What I understand from the exception is that the flume agent start working on a file while the java application did not finish writing it.

How can I fix this problem ?

Edit

I have no idea this information is valuable or not. These configurations were working before without any problem. We faced a hard desk failure in the machine we run flume from. After recovering from that failure flume throws this exception.

2
I'm not really sure, but guess flume only works with completed files, which means you should write to that file in a different folder, and then move it atomically to the folder where your agent is reading. - KBorja

2 Answers

2
votes

As stated in the documentation regarding the Spooling Directory Source:

In exchange for this reliability, only immutable, uniquely-named files must be dropped into the spooling directory. Flume tries to detect these problem conditions and will fail loudly if they are violated:

  • If a file is written to after being placed into the spooling directory, Flume will print an error to its log file and stop processing.
  • If a file name is reused at a later time, Flume will print an error to its log file and stop processing.
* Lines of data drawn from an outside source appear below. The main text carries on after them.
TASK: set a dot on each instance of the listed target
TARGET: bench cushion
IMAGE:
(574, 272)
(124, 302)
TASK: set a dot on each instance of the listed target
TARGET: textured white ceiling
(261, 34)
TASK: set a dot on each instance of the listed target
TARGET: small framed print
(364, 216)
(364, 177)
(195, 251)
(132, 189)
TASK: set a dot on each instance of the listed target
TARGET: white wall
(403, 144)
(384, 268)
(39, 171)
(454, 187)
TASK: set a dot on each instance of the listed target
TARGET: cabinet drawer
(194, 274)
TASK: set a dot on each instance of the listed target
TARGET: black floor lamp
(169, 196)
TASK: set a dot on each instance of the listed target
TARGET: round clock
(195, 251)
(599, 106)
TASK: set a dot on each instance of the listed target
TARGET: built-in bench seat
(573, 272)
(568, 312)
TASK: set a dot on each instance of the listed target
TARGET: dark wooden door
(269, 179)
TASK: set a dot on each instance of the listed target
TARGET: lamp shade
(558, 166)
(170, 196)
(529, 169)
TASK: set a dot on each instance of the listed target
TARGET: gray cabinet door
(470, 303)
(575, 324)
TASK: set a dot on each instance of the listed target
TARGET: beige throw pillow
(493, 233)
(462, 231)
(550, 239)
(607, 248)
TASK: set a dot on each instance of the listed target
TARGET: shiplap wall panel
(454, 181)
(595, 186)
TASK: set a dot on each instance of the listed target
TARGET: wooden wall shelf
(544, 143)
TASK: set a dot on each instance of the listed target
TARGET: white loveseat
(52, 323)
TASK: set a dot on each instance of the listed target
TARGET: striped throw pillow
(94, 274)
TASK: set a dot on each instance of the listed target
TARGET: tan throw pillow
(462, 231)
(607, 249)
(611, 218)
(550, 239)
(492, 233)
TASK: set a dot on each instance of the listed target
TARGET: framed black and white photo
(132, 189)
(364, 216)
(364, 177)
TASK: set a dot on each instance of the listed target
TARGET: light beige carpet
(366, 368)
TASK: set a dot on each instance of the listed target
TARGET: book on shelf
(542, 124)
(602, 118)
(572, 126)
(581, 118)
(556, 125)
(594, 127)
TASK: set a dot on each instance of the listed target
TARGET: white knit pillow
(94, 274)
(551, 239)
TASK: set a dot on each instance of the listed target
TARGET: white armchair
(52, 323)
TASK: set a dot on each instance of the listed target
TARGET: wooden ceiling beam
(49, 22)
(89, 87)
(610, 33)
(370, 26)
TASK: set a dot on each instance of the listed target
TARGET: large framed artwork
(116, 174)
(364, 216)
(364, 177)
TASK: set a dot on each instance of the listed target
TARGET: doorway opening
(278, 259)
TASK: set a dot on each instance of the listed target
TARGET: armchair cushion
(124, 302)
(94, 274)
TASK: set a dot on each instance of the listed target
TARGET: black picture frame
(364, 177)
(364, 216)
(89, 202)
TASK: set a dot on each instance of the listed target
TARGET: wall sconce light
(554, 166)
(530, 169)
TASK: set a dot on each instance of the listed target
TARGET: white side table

I'll suggest your Java application dumps buckets of data into temporal files; name them by adding the timestamp of creation. Once the bucket is full (i.e. a certain size is reached), then move the file to the spooling directory.

1
votes

write the source file to another directory, then move (mv command) the files to spool source directory. it should work. dont use copy command.